POETRY
The Braid
C. Woodsmith
I remember when my father used to comb my hair
Until all the snarls easily
Slipped their knots.
Sometimes he would use an entire bottle of conditioner
While I sat in the tub, reveling in the attention of his rhythmic brushing.
When I was 4 he learned to French braid,
And from then on, every morning
He would comb and braid my hair.
As I started taking steps toward my own independence
I told him that I didn’t want the braid anymore.
I remember clearly the look on his face,
His daughter was growing older,
embarrassed that her father would still be the one
to braid her hair.
What I wouldn’t give for him,
to braid my hair again.
He couldn’t have known then,
And no one would have guessed
That it would so soon be me
To push back the fine hair from his brow,
past the scar on his skull,
to brush his hair as he slept.
My father,
a man changing back into a child
Living now only to love
The simplicity of
these last moments.
Remains
C. Woodsmith
The wind is howling and so is my heart,
only I can hear it.
Her grief beats against my bones,
rattling my consciousness with castanets placed upon her slender fingers.

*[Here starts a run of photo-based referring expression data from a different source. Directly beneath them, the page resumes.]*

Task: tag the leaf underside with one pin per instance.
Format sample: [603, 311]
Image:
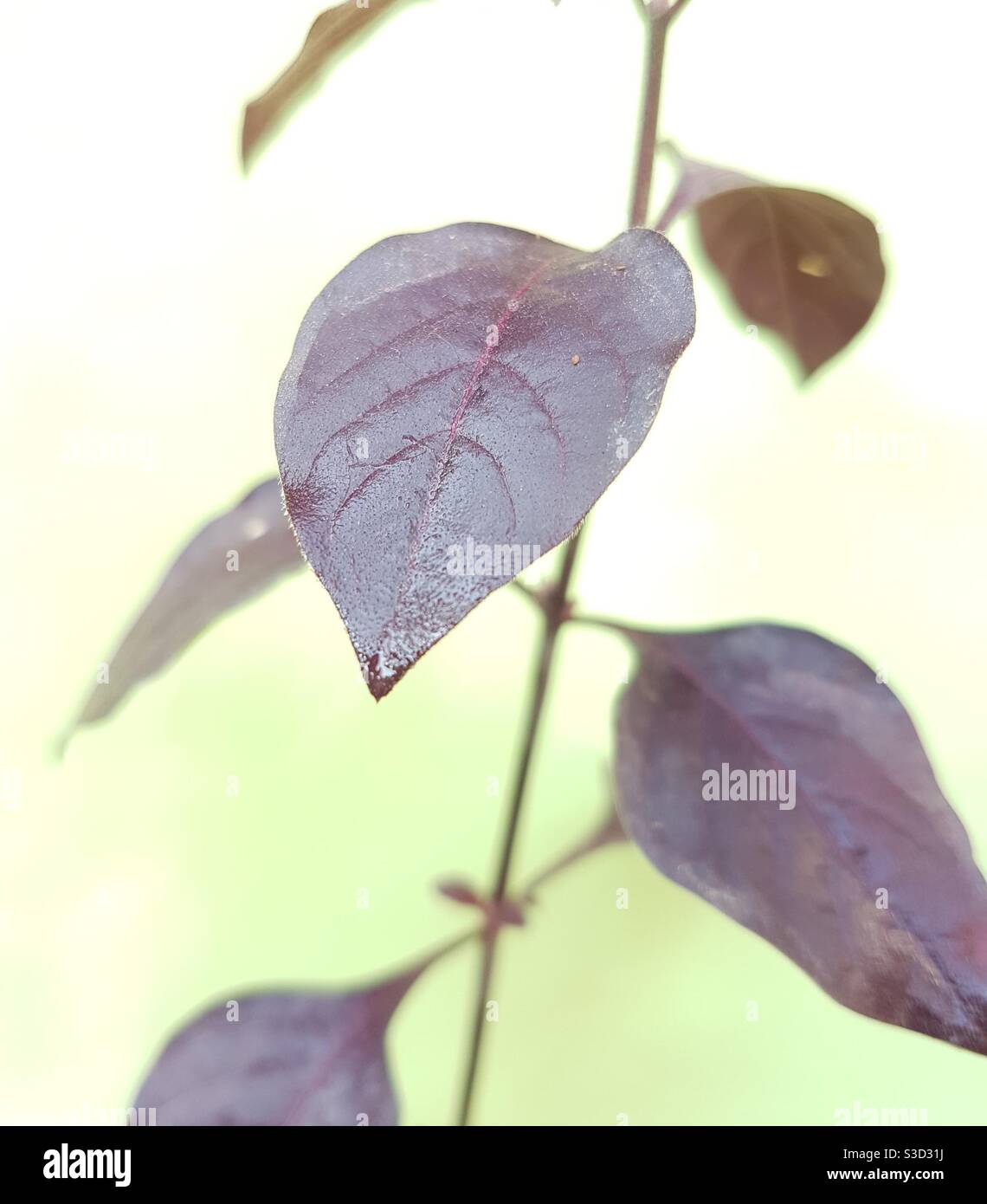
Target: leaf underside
[203, 583]
[868, 882]
[299, 1058]
[463, 389]
[799, 262]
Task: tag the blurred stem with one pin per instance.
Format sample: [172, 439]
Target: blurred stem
[556, 604]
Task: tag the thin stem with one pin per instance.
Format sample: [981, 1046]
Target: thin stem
[648, 135]
[556, 602]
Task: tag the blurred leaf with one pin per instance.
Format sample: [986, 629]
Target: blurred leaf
[697, 182]
[858, 870]
[455, 404]
[230, 560]
[799, 262]
[332, 33]
[292, 1058]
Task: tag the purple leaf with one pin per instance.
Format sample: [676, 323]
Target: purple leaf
[455, 404]
[799, 262]
[230, 560]
[305, 1058]
[835, 842]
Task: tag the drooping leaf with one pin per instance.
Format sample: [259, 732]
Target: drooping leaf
[845, 855]
[799, 262]
[332, 33]
[455, 404]
[229, 561]
[287, 1058]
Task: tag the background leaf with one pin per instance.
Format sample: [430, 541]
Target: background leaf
[200, 586]
[332, 31]
[868, 819]
[697, 182]
[799, 262]
[292, 1058]
[468, 388]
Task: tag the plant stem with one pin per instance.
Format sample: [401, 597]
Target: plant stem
[555, 610]
[556, 602]
[648, 135]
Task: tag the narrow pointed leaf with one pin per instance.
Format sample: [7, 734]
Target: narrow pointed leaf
[332, 33]
[833, 842]
[306, 1058]
[455, 404]
[697, 182]
[230, 560]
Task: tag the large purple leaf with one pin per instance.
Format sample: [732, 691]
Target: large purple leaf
[455, 404]
[229, 561]
[845, 855]
[305, 1058]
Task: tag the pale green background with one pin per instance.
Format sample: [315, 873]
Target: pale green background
[152, 294]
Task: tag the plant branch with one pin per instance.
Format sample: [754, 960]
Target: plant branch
[556, 605]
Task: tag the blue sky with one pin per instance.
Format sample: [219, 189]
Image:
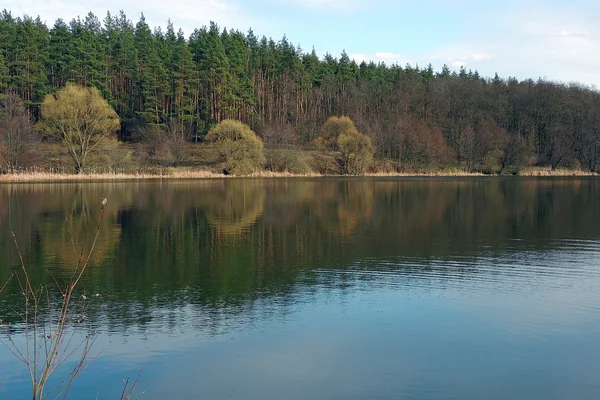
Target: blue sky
[557, 40]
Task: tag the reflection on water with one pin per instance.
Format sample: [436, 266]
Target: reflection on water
[326, 288]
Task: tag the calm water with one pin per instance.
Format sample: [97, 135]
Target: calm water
[325, 288]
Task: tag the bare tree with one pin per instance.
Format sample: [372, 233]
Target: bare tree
[55, 331]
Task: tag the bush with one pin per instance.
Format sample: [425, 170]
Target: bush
[286, 161]
[241, 149]
[356, 151]
[332, 129]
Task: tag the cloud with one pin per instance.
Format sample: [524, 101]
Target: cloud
[565, 33]
[558, 44]
[336, 5]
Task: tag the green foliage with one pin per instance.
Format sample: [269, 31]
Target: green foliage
[81, 118]
[239, 146]
[291, 161]
[416, 117]
[332, 129]
[356, 151]
[17, 138]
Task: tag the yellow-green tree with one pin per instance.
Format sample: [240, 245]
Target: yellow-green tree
[238, 145]
[81, 118]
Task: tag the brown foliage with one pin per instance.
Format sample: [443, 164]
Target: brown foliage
[18, 141]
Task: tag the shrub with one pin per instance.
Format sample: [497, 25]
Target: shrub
[332, 129]
[286, 161]
[239, 146]
[356, 151]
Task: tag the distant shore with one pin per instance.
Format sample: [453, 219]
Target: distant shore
[191, 174]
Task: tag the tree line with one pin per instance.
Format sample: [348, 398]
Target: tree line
[415, 117]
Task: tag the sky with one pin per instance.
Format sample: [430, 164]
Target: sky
[555, 40]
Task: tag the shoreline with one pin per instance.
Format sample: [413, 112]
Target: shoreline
[35, 177]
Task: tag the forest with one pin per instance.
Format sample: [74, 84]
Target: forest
[169, 89]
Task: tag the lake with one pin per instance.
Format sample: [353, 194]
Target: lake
[357, 288]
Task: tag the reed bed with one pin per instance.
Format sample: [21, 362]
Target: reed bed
[191, 174]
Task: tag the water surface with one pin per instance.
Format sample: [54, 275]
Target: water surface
[324, 288]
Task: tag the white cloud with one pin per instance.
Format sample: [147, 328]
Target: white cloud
[385, 55]
[565, 33]
[558, 44]
[335, 5]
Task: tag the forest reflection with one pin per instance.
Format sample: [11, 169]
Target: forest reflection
[220, 246]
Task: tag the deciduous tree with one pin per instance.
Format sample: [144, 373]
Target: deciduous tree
[81, 118]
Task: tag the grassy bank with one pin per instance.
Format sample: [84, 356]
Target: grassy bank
[190, 174]
[121, 161]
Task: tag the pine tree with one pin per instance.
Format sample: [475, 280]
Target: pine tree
[61, 67]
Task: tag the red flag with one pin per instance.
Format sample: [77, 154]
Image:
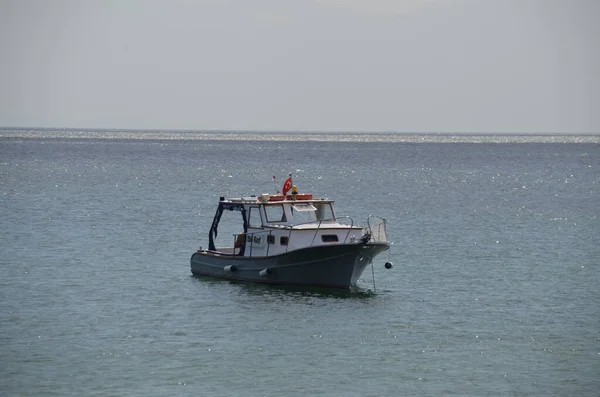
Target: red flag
[287, 185]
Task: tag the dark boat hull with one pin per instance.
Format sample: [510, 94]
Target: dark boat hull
[337, 266]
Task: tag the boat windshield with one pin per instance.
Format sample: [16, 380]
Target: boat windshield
[324, 211]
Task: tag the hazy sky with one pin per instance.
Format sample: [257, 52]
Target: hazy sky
[332, 65]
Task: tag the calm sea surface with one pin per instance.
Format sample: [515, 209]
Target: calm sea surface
[495, 289]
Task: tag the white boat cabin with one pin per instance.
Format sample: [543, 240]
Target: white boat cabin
[274, 224]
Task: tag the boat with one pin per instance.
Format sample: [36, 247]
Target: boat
[291, 239]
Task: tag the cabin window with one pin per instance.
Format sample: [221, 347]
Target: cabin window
[324, 211]
[303, 213]
[275, 213]
[329, 238]
[254, 217]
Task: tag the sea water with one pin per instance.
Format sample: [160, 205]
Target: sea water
[494, 289]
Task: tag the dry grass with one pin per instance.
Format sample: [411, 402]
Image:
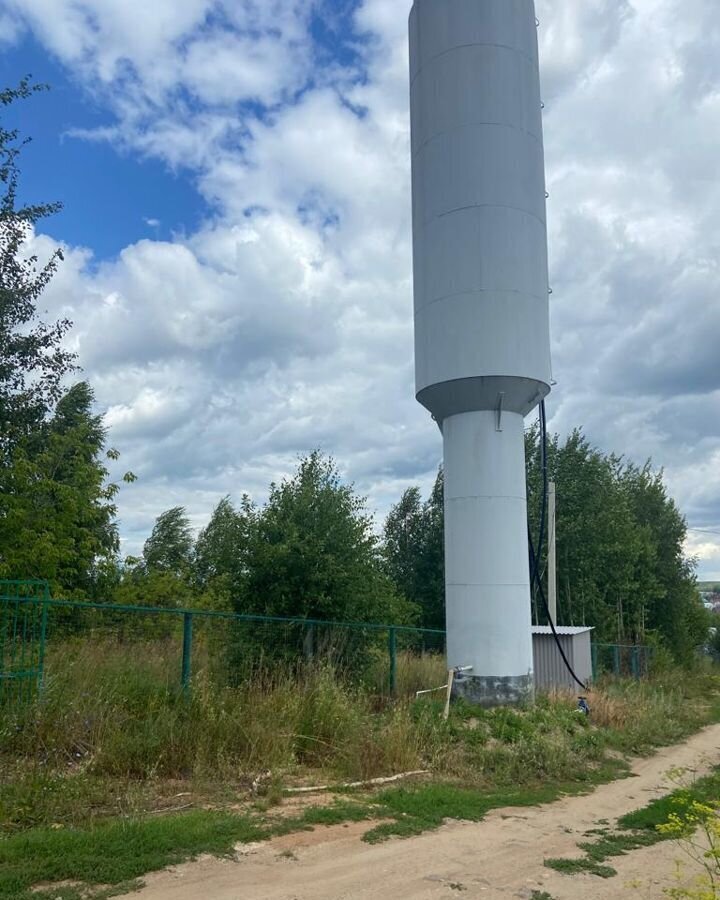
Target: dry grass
[113, 731]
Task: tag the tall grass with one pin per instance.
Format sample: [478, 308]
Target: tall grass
[113, 731]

When she wakes me every morning,
I see the remains He left behind:
Love lies deflated, draped upon a chair,
Pain fills empty bowls and cups that litter my room,
Loneliness flourishes in the pot beside my window.

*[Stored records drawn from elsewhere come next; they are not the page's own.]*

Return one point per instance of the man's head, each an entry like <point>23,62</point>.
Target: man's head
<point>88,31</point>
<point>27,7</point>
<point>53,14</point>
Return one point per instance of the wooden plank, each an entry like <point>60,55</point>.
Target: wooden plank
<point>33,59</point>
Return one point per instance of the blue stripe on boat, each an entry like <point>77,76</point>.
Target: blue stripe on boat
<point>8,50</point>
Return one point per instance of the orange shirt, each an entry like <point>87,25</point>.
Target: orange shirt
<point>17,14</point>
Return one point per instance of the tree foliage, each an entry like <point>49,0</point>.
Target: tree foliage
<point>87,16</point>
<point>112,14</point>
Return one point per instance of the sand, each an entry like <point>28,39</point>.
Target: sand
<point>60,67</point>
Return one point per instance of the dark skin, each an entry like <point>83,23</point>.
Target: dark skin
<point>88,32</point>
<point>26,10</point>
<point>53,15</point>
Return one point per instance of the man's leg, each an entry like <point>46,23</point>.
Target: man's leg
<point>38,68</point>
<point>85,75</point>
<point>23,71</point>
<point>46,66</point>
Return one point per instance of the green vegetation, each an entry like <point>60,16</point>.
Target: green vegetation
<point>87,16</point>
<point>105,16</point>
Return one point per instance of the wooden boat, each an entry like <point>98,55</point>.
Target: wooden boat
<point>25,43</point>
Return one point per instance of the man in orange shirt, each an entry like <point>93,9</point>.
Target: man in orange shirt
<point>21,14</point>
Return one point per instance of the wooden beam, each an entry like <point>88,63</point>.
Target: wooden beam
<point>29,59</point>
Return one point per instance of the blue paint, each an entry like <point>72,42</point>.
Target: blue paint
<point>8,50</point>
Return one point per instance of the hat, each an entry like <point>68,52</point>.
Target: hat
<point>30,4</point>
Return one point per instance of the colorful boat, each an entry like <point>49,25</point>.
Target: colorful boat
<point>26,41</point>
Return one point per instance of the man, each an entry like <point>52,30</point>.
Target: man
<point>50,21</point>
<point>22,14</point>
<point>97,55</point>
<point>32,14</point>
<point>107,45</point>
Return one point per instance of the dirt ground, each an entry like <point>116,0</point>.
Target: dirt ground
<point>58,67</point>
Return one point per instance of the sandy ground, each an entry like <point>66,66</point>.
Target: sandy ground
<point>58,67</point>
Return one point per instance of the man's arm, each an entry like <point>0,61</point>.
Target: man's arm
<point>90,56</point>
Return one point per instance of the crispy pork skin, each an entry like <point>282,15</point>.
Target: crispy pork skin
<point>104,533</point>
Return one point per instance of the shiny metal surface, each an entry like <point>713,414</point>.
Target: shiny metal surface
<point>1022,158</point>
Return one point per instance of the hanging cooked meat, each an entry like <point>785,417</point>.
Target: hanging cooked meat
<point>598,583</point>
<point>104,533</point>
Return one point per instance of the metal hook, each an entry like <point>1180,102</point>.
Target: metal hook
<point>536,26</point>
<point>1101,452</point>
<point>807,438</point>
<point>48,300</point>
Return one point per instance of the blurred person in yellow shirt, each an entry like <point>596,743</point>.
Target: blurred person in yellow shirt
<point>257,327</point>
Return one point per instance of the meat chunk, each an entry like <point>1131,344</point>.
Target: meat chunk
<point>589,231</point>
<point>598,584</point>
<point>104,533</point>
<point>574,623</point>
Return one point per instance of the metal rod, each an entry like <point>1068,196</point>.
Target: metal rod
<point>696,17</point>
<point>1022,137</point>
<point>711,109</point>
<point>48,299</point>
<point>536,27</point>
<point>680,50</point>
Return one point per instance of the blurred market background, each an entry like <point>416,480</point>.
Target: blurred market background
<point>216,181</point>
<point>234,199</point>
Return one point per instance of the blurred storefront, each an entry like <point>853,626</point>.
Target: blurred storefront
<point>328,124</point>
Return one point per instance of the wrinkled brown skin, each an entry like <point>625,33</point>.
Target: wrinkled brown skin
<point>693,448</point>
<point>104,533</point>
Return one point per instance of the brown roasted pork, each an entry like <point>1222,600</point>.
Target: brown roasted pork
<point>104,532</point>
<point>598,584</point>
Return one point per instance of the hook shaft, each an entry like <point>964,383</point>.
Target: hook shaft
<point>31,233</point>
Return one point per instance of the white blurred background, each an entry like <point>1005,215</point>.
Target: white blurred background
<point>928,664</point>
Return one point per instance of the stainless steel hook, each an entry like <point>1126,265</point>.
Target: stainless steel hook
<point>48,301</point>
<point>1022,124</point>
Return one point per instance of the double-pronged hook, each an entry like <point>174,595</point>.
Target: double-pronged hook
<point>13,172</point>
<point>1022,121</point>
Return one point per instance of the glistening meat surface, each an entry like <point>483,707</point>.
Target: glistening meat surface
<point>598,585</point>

There is nothing to do but rise then.
Make my bed, sweep the floor and wash the bowls.
Confront these pieces that linger so conspicuously
and with such strange tenderness.
Amongst them I do not find anger, confusion, hopelessness.

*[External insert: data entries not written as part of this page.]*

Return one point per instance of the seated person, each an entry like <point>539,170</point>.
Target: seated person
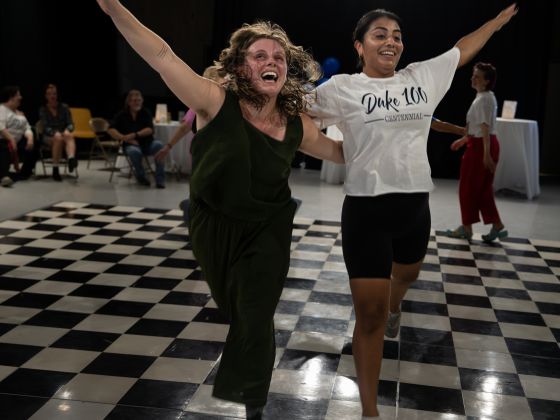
<point>5,179</point>
<point>15,128</point>
<point>134,127</point>
<point>58,127</point>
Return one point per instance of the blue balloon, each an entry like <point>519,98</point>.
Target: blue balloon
<point>330,66</point>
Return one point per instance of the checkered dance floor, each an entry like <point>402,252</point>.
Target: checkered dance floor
<point>103,314</point>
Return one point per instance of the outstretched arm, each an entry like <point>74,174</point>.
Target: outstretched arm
<point>316,144</point>
<point>182,131</point>
<point>471,44</point>
<point>204,96</point>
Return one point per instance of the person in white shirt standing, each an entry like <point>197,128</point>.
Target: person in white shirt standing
<point>478,164</point>
<point>385,117</point>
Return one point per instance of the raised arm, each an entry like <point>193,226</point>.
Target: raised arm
<point>204,96</point>
<point>316,144</point>
<point>471,44</point>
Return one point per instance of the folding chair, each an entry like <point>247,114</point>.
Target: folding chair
<point>45,155</point>
<point>102,143</point>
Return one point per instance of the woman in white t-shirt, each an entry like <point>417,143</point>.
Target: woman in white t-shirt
<point>476,192</point>
<point>385,117</point>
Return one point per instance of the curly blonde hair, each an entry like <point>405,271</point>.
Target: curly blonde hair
<point>303,70</point>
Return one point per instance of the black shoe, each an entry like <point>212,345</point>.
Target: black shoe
<point>56,174</point>
<point>254,413</point>
<point>72,164</point>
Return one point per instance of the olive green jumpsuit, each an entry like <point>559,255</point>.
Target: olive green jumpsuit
<point>240,226</point>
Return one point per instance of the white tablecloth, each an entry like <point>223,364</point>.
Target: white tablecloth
<point>179,158</point>
<point>333,173</point>
<point>518,167</point>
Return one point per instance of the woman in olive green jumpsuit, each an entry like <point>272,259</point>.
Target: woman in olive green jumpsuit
<point>241,208</point>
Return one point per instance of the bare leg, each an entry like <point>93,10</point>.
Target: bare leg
<point>56,149</point>
<point>371,301</point>
<point>70,145</point>
<point>403,275</point>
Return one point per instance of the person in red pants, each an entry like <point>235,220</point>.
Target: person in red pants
<point>476,193</point>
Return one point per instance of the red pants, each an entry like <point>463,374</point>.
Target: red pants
<point>476,193</point>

I know that this time I was meant to languish in Love’s aftermath.
It was my turn to learn the slow process
of healing.
The wound will close in time, perhaps not even leaving a scar.
My heart will stop rattling me awake every morning,
dancing her drunken steps to the beat of my emptiness.
The first tendrils of Hope will filter through my blinds
and I will open them,
to let the light in.
Silence
C. Woodsmith
Within these walls
Ten by ten
I drift in a raft of silence.
As if it were a bubble
where I can see out, without hearing the cyclical drift of noise.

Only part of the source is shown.